Term limits & the Founding Fathers, more from Jefferson

6 c) Term limits & the Founding Fathers, more from Jefferson

The government of the United States, then, is essentially a people’s government. It was to be run by people who were from their number and closely associated with their interests.

“All [reforms] can be… [achieved] peaceably by the people confining their choice of Representatives and Senators to persons attached to republican government and the principles of 1776; not office-hunters, but farmers whose interests are entirely agricultural. Such men are the true representatives of the great American interest and are alone to be relied on for expressing the proper American sentiments.” –Thomas Jefferson to A. Campbell, 1797.
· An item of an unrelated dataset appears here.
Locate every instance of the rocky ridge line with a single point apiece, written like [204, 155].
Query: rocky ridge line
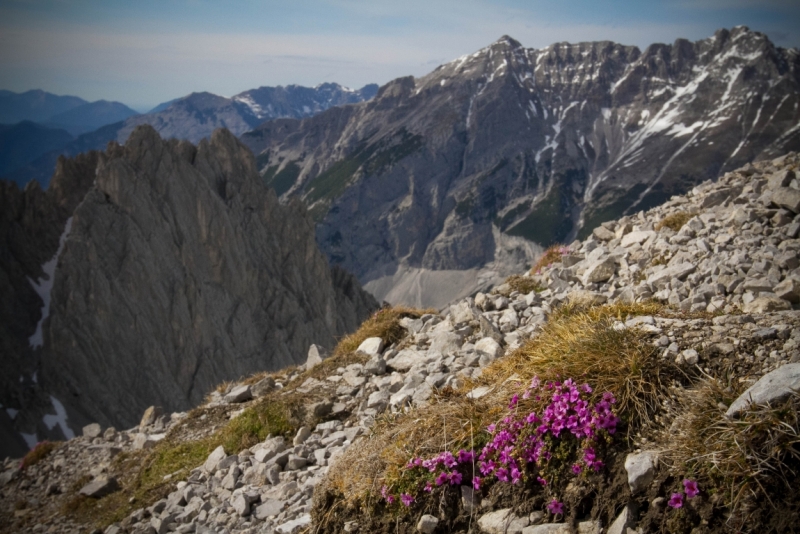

Farming was, of course, the principle occupation of that day. Most of Jefferson’s writings that concerned the term of office spoke of the need for having short terms so that the people’s will may be exercised over their representatives more directly. In fact, he considered very short terms to be the ideal:

“A government by representatives elected by the people at short periods was our object, and our maxim… was, ‘where annual election ends, tyranny begins;’ nor have our departures from it been sanctioned by the happiness of their effects.” –Thomas Jefferson to S. Adams, 1800.
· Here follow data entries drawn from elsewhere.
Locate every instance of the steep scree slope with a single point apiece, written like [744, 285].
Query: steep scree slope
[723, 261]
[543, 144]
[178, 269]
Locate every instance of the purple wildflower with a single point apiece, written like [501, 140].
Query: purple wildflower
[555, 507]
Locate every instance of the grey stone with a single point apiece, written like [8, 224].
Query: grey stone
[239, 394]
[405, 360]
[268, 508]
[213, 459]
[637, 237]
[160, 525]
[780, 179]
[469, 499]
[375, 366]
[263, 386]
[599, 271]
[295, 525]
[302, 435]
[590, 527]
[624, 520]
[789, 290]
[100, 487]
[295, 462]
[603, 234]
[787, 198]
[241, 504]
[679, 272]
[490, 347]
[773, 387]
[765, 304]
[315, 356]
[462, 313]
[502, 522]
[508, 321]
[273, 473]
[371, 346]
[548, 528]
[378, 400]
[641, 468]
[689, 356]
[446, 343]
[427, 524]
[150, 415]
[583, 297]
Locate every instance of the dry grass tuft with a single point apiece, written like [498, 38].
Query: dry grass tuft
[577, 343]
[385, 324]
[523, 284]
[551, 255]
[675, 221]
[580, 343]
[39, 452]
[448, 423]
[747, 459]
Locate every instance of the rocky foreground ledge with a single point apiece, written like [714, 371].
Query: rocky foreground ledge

The idea was that the people would keep watch over their representatives and through their votes, make needed corrections.
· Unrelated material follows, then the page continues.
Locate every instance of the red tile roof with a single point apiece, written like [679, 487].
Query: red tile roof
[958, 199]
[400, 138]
“Should things go wrong at any time, the people will set them to rights by the peaceable exercise of their elective rights.” –Thomas Jefferson to W. Nicholas, 1806.

Public office was to be a public service, not a means for self-enrichment.

“Our public economy is such as to offer drudgery and subsistence only to those entrusted with its administration–a wise and necessary precaution against the degeneracy of the public servants.” –Thomas Jefferson to M. de Meunier, 1795.